So, anyhow we went on first date and this is mostly what our first date was about. . We went on a third date with her friend out to a bar, she got pretty tipsy, and then afterwards she came back to my house and she initiated having sex with me. I wasn't even thinking it was gonna happen that fast and honestly I don't feel good about having sex with women while they are tipsy. The next morning I tried to have sex with her again (I guess this was to assure myself she didn't just do it just because she was drunk.) and she told me "she was embarrassed" and she would have sex with me next time and she abruptly left early in the morning. I then tried to invite her over on another day and I told her I had stuff I had to do later on that day so I would like to see her Saturday at around 12 p.m. She told me she would see about it and never really confirmed. Then, Saturday morning I woke up early to try and confirm. She had worked Friday so she slept all night. She woke up at 10:30 a.m. and told me that I couldn't see her cause she had to get ready. I asked her for a time she'd be ready but she wouldn't give me one cause I was gonna come to pick her up. She never gave me a time, she would just keep telling me later, later. Then finally at 2 p.m. she wrote she was ready. It was quite odd that someone couldn't give an approximate time they'd be ready. Again I saw her, I took her to a nice restaurant (she stated her ex never did so I wanted to show her she was worth it) and as we were leaving one of her ex's friends saw us.
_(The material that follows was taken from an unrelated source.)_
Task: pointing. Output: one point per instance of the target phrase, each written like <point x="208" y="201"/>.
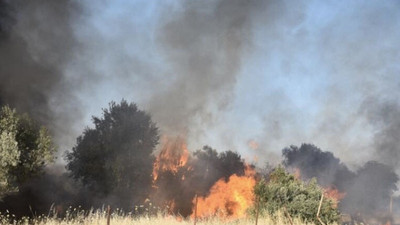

She appeared so scared abd was afraid her ex's friend would tell her ex. Afterwards, we went out to the movies, came back to my house, she insisted she drink, then she had sex with me again while drunk woke up the next morning and again left very early.

 

The next week I tried to see her on her days off three times and she would tell me she probably could come. The day of would come and she got off at 2 p.m then I'd ask are you gonna be able to meet up tonight and she'd tell me she was gonna tell me "later". I found it quite puzzling someone would need to let me know if they were going to see me on that day later. Then, later on I'd ask and she'd cancel saying she's tired. Finally we saw each other and she told me that her ex's friend told her ex about me and that he said all sorts of bad things about me and "got in her head" about me. Her ex was about 8 years older than her and I am around her age so her ex stated I was a young guy and I was gonna play with her, etc and that she is now getting a big head cause a guy took her out to an expensive restaurant. She told me that's what made her apprehensive about seeing me. In my own thought I honestly thought she may have been seeing this guy.

 

I've tried to show her how great of a man I can be by taking her out, introducing her to my friends, etc. She never texts me she's thinking of me, how my day is, nothing. She continually talks about this ex, sends me text messages the ex sent her. The only time it seems like she has any sort of personality is when we talk about her ex. She won't hold my hand, she won't cuddle with me, she won't show any affection cause she says she's "not ready" but she slept with me twice. I finally told her let's just be friends and I will go and date other people and if i am still single when she's over her ex we can continue. Then she told me she I am impatient and I should wait for her to be more comfortable to cuddle, text me she misses me, etc. And then she told me I am pressuring her and I told her all the pressure is removed if we just stop having sex, we remain friends and I pursue other women and when she's ready if I happen to be single and she is we can continue but she said she "doesn't like that". I told her how long am I to wait? It's so difficult to be in this degregated relationship and I have no end in sight.

 

I feel like I am in competition with this guy and what sucks even more is that he is still seeing other girls, living his life up while he is still able to control her and make whoever she tries to move on with's life a nightmare trying to date her. It's like he holds all the cards. I hate her situation but at the same time the misery has kind of just bled into my self esteem to know that I can't even get her attention off an awful guy like he was to her. She said used to yell at her, berate her, kick her out, constantly cheat on her, etc. The whole situation is just totally confusing and I don't know whether or give up or hold out. Any advice?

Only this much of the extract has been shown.